Shifting the emphasis to competence
How would the picture change if a genuine attempt was made to ensure competence?
- Executives and learning professionals would themselves be committed to change and would model the desired behaviour consistently.
- The training would focus on encouraging positive attitudes to the necessary change, providing critically-important information (the rest can be accessed as reference resources), putting principles into context with examples and case studies and, most importantly, providing plenty of opportunities for practice (with supportive feedback).
- Employees are assessed on the basis of their ability to apply what they have learned in context rather than their ability to retain information.
- Management reinforce the desired behaviour when it is put into practice.
- E-learning is used when it is an appropriate medium for delivering elements of what is likely to be a blended solution.
So what effect does pushing the slider from compliance to competence have on the six elements of our transformation vision?
Aligned: Courses oriented to building competence can be directly aligned to business needs.
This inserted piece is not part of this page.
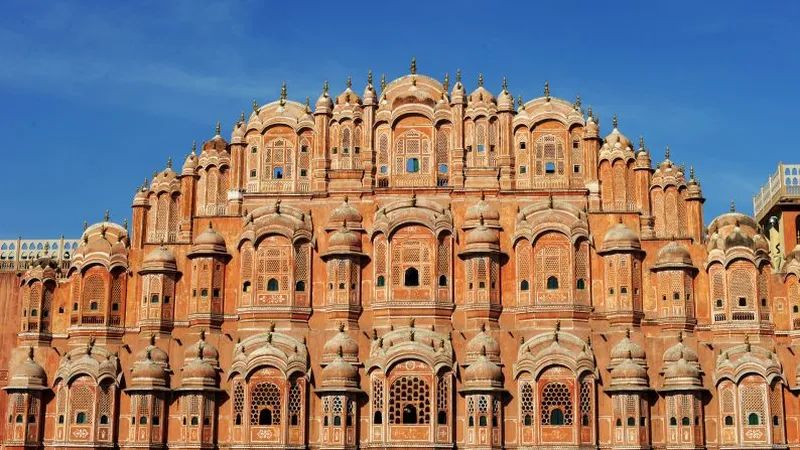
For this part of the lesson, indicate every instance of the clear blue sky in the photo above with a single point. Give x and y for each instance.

This means genuinely complying with the requirements of regulators, not just going through the motions of delivering compliance training.
Economical: Sorry, but competence-based training will cost more to deliver. On the other hand have you factored in the real risk of a billion dollar lawsuit?
Scalable: Again, quality comes at a cost. Simple self-study courses may be cheaper, but are they really achieving a positive return?
Flexible: To be honest there’s not going to be a lot of change here. If anything, more elaborate blends are going to be less easy to complete than those that concentrate on ticking the boxes. So, no more asking your assistant to click through the screens on your behalf.
Engaging: Relevance drives out resistance. Who’s going to be engaged by a box-ticking exercise?